This article was originally posted on the Namely blog.
With the exception of finance, HR is the department most familiar with employee salaries. It should come as no surprise that HR professionals know how to negotiate for competitive compensation. In fact, the Bureau of Labor Statistics (BLS) estimates that HR specialists bring home a median amount of $59,180 and HR Managers an impressive $106,910—well above the cross-industry median of $44,668.
According to Namely’s database of over 1,000 companies, the average HR salary across all levels of experience is $94,949. That’s quite promising, but we wanted to dig deeper. In the HR Careers Report 2019, we set out to understand how company size affects compensation, which job titles receive the most competitive salaries, and how HR professionals are valued at each stage of their career. Here’s what the data had to say.
Impact of Company Size
It’s fair to assume that more established companies typically offer more competitive salaries than their smaller counterparts. The BLS shows that the average hourly worker at a company with 500+ employees earns nearly twice the total compensation of an employee at a company with under 50 employees. It seems pretty cut and dry, but when it comes to HR, our data revealed an interesting trend at play:
Data reveals that non-managers hoping to optimize their earnings should look for companies with 1-50 employees or more than 750 employees. Conversely, earnings for non-managers is lowest at companies with 50-750 employees. This may be because smaller companies often have small but nimble HR teams, with one or two critical members. As more senior HR representatives join the team, the average non-manager salary likely decreases as a result.
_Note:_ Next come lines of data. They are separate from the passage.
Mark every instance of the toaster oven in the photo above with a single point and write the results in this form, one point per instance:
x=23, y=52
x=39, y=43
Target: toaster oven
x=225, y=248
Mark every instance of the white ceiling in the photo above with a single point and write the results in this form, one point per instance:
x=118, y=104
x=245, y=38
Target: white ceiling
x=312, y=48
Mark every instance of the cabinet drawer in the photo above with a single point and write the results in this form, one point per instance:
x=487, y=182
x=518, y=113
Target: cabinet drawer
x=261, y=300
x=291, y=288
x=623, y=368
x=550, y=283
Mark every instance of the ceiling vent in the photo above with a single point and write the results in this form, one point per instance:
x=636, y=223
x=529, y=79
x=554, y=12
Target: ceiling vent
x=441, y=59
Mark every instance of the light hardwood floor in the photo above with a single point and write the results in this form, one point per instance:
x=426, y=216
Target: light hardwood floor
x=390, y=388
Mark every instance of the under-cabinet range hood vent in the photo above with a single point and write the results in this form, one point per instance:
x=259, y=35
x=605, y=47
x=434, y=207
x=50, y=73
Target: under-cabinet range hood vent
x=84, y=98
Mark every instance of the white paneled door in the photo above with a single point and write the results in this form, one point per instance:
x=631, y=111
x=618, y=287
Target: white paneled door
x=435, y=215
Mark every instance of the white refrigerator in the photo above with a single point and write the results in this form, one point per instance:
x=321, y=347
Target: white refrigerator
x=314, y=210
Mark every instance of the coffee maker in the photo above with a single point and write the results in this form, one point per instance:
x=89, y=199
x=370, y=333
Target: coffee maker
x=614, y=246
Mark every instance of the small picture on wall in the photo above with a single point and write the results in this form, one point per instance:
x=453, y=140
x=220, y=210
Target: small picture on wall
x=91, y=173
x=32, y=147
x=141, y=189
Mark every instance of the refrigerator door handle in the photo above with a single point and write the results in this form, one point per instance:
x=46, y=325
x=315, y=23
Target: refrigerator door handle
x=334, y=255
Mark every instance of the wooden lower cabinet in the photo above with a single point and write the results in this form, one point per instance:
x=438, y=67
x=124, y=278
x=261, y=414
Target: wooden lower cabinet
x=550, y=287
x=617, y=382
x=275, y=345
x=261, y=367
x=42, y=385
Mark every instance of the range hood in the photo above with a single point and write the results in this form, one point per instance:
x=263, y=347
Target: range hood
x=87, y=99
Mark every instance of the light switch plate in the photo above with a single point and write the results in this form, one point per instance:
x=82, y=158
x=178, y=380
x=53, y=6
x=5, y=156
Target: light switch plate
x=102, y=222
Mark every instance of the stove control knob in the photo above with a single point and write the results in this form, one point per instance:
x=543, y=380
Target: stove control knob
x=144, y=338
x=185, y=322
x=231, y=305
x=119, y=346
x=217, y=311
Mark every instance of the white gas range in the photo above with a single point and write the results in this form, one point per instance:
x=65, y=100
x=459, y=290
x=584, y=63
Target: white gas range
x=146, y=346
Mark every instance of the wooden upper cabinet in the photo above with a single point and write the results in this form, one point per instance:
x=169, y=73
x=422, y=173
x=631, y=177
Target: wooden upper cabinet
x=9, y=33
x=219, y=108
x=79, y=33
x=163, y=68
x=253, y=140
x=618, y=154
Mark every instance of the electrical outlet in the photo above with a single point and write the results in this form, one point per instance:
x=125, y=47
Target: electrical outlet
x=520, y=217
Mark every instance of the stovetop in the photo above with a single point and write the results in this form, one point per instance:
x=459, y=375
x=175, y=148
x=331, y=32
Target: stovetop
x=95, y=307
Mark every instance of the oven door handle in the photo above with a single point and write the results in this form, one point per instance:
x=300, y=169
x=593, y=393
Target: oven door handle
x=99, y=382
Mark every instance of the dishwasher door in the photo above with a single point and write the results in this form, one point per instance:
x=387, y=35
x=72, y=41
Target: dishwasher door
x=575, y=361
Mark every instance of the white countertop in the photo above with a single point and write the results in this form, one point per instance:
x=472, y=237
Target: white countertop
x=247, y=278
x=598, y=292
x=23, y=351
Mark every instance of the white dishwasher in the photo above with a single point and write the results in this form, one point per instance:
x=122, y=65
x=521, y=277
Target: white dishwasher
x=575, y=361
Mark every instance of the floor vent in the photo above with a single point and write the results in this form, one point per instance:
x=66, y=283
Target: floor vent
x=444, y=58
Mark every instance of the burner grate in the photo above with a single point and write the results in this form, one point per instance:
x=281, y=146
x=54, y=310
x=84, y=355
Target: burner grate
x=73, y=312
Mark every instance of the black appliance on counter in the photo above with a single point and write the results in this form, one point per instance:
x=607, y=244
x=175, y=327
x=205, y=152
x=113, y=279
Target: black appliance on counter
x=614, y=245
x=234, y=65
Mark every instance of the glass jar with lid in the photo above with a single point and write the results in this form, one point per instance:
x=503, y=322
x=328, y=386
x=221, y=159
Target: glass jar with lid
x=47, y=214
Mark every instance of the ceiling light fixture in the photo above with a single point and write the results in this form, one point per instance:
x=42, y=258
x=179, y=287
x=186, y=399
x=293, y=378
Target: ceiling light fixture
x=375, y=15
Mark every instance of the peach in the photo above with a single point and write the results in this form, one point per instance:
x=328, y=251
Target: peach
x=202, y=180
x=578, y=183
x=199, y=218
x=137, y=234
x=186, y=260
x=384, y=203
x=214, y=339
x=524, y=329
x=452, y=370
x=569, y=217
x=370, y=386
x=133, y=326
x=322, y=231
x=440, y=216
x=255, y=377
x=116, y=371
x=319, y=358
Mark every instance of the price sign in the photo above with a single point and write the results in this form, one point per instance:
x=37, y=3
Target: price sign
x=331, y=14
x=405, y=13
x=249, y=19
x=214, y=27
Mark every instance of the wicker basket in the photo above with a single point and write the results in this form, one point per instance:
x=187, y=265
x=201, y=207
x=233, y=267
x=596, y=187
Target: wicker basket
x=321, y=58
On the other hand, managers earn more as their company grows. At 1-200 person companies, HR manager salaries increase with overall headcount. Managers see a spike in earnings at companies with 300-500 employees, where increasing team size and direct reports can earn them nearly $150,000 per year.
Job Title & Function
Job titles are indicative of career advancement and company status. To gauge trends in compensation, we started by looking at the salary data for the most common job titles in HR.
Unsurprisingly, upward mobility in title or level is rewarded with appropriate compensation. This data confirms that the HR career trajectory is promising for anyone looking for long-term advancement. However, this analysis also revealed another surprising trend. The HR and recruiting functions appear to be valued differently in the modern workplace.
HR coordinators receive a lower average salary than recruiting coordinators. That said, HR coordinators also have more than double the tenure. This trend extends up the totem pole all the way to the manager level. Recruiting is a fast paced and high demand function, so compensation may be commensurate. However, it might also indicate a need to put more value on engagement and tenured HR professionals who strive to build better workplaces.
What This Means for HR
With an average ratio of one HR employees for every 50 employees, a company in the sweet spot may have only one or two people leading their core HR function. With such a small team, it’s possible that job titles deemed “mid-level” actually represent the most senior HR roles within the company. As overall headcount grows, managers and non-managers alike should use these findings to inform potential career moves, either internally or with another company.